Great alliteration in your title! That black eyed pea salad is delicious! I’ve not tried it with micro greens; I’ll have to give that a go next time! That pizza is perfect with the onions and tomato; I bet it’s a real crowd pleaser. Octopus is something that I’d love to try. How cool that it gives off enough liquid to braise itself! Wonderful post!


Love the salad and the octopus looks very intriguing. Supposedly we have them here? Might try and get my hands on some…


Everything looks yummy! But the salad caught my eye in your 24/24/24 post. All those lovely ingredients and the colours are just fantastic. A great job!!


I just set up my stuff to make a pizza dough for saturday(margherita.. recipe instructed to keep it 3 days in the fridge for tang), but I was planning on a quick one for my kids tonight. Am i glad I visited you or not!

I’ll do this greek topping ( the base sounds the same).. & wil llet u know. don’t know if i cn take pics as i am at the mercy of sunlight. Thanks!!


Thanks for the tips on preparing octopus… as you might be able to tell, I LOVE octopus and squid! I order them whenever a restaurant has them on the menu, but I’ve never prepared them myself. This really simplifies it!


I did not know this way to tenderize an octopus. I will try it. I do this with big sea salt about 15 minutes on raw octopus and after I “wash” and cook them.
Your salad is so simple: I really like it!



oh God, don’t u find it too cruel to kill those poor baby octos. ? how wud u feel if octos. fried yur babies like that , u carnivores ?


msd: you have to realize they are babies so their pain receptors are not as finely tuned as an adult. I jabbing to them may just feel like a dull pinch. Plus they never really got to experience a good life so they have no clue what they are missing out on. Seriously how good can an octopus’ life be ohh…look more water. They don’t get to see skyscrapers, cars, drunk chicks at last call, or anything fun.

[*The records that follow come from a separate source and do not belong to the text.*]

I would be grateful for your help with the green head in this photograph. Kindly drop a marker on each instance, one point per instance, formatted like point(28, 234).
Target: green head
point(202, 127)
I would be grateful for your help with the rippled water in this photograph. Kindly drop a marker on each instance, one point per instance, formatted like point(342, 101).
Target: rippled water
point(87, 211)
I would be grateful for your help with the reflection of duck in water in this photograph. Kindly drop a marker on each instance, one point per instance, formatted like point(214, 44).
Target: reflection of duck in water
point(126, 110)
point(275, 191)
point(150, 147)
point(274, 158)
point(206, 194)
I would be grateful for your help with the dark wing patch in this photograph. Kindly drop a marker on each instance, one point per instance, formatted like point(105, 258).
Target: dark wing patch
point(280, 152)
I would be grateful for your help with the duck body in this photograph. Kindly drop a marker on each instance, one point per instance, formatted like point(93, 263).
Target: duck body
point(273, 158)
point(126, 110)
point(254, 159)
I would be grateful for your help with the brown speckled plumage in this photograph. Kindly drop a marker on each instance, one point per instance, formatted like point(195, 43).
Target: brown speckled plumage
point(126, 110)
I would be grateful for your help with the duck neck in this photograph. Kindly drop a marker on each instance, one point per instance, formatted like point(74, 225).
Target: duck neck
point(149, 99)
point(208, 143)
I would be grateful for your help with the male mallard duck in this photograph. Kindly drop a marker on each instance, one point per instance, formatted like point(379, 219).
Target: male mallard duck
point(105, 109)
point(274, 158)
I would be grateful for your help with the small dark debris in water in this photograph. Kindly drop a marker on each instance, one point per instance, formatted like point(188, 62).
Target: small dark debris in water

Peter brother as always awesome job and I love that trolling blog comments is the new hotness. Reasons like this is why I decided to moderate first time people commenting.


Never a disappointment here, Peter! I agree with everyone that the salad looks *incredible*. As for frying baby octopi… ;) That sounds and looks fantastic. I’ve only ever had them raw in sushi bars (and they were spankin’ good there too!) xxoo



All this worry over the baby octopi, did ANYONE consider the feeling’s of the tomatoes??? Yea I didn’t think so…

Looks delish Peter.



I’m surprised you didn’t think consider the pain caused by cutting a tomato off its stem. But then of course, you’re probably the sensitive one who only eats fruit and nuts that dropped off the tree by apoptosis, aren’t you?